As the call is streamed into the websocket, we need to capturing chunks of speech using Voice Activity Detection, save into a wave file, and make our predictions on that wav file, using our trained model.
class AudioProcessor(object):
def __init__(self, path, rate, clip_min, uuid):
self.rate = rate
self.bytes_per_frame = rate/25
self._path = path
self.clip_min_frames = clip_min // MS_PER_FRAME
self.uuid = uuid
def process(self, count, payload, id):
if count > self.clip_min_frames: # If the buffer is less than CLIP_MIN_MS, ignore it
fn = "{}rec-{}-{}.wav".format('', id, datetime.datetime.now().strftime("%Y%m%dT%H%M%S"))
output = wave.open(fn, 'wb')
output.setparams((1, 2, self.rate, 0, 'NONE', 'not compressed'))
output.writeframes(payload)
output.close()
debug('File written {}'.format(fn))
self.process_file(fn)
info('Processing {} frames for {}'.format(str(count), id))
self.removeFile(fn)
else:
info('Discarding {} frames'.format(str(count)))
def process_file(self, wav_file):
if loaded_model != None:
print("load file {}".format(wav_file))
X, sample_rate = librosa.load(wav_file, res_type='kaiser_fast')
mfccs = np.mean(librosa.feature.mfcc(y=X, sr=sample_rate, n_mfcc=40).T,axis=0)
X = [mfccs]
prediction = loaded_model.predict(X)
print("prediction",prediction)
if prediction[0] == 0:
beep_captured = True
print("beep detected")
else:
beep_captured = False
for client in clients:
client.write_message({"uuids":uuids, "beep_detected":beep_captured})
else:
print("model not loaded")
def removeFile(self, wav_file):
os.remove(wav_file)
Once we have a wav file, we use librosa.load
to load in the file, and then use the librosa.feature.mfcc
function to generate the MFCC of the sample. We then call loaded_model.predict([mfccs])
to make our prediction. If the output of this function is 0
, a beep
was detected. If it outputs 1
, then its speech
. We then generate a JSON payload of wether a beep
was detected, as the a uuids, of the conversation. This way, our client application, can send a TTS into the call, using the uuids.
The final step is to build a client that connects to the websocket, observes when a beep is detected, and send a TTS into the call, when the voicemail is detected.
First, we need to connect to the websocket.
ws = websocket.WebSocketApp("ws://3c66cdfa.ngrok.io/socket",
on_message = on_message,
on_error = on_error,
on_close = on_close)
ws.on_open = on_open
ws.run_forever()
Next, we just listen for any incoming message from our websocket.
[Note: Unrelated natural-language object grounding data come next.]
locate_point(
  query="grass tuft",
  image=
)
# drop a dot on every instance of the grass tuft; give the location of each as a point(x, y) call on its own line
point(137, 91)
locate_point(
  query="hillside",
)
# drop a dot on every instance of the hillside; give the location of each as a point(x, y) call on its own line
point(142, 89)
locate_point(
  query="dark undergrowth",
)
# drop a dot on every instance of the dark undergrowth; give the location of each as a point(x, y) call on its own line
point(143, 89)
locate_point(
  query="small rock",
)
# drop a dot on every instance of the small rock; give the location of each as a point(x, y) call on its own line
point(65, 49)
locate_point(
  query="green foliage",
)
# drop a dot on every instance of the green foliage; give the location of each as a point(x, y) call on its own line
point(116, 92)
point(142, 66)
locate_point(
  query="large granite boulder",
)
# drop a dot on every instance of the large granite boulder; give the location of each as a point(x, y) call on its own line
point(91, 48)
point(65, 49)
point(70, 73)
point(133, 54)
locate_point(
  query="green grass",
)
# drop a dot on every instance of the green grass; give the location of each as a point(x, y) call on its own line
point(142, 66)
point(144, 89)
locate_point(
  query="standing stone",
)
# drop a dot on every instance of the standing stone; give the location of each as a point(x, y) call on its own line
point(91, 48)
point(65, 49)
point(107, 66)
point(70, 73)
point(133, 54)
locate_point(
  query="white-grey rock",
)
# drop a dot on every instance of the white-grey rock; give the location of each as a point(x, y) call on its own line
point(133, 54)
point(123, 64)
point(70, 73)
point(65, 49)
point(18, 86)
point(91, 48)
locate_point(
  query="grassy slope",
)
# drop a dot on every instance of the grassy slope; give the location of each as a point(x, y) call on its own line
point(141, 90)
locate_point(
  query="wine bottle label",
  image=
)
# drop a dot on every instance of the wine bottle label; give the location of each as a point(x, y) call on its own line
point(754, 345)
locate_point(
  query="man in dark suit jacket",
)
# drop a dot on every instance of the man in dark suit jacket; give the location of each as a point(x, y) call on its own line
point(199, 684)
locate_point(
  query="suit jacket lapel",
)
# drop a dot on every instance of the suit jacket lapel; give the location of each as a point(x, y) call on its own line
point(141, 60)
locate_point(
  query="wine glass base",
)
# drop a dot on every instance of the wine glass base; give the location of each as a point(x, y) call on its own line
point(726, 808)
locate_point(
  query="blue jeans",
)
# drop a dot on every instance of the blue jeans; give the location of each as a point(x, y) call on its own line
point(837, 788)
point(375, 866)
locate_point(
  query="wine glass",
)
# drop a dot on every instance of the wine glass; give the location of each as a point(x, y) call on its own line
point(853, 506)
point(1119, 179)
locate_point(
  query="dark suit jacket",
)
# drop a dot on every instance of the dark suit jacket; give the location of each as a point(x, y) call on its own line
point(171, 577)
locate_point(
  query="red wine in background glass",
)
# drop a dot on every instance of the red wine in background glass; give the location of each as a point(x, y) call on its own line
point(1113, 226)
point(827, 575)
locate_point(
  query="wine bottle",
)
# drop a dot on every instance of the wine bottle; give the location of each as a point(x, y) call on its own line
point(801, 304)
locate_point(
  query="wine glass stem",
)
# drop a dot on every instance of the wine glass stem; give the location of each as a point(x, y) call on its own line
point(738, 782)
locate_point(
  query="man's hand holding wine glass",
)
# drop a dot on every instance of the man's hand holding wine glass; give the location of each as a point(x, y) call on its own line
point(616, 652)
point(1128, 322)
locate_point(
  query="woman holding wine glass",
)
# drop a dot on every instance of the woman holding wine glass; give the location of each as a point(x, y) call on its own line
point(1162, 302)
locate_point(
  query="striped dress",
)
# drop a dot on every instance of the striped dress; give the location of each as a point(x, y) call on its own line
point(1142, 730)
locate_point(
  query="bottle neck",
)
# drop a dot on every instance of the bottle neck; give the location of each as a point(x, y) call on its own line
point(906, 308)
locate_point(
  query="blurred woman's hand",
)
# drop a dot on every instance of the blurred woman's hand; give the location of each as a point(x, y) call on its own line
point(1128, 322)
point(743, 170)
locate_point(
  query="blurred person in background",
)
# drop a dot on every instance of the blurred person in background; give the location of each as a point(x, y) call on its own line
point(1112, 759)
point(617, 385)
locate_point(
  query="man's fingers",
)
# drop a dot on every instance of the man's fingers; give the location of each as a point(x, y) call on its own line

def on_message(ws, message):
data = json.loads(message)
if data["beep_detected"] == True:
for id in data["uuids"]:
response = client.send_speech(id, text='Answering Machine Detected')
time.sleep(4)
for id in data["uuids"]:
try:
client.update_call(id, action='hangup')
except:
pass
We'll parse the incoming message as JSON, then check the beep_detected
property is True
. If it is, then a beep
was detected. We will then send a TTS into the call saying 'Answering Machine Detected', then perform a hangup
action into the call.
We've shown how we built a answering machine detection model with 96% accuracy, with using a few audio samples of beeps
and speech
in order to train our model. Hopefully, we've shown how you can use machine learning in your projects. Enjoy!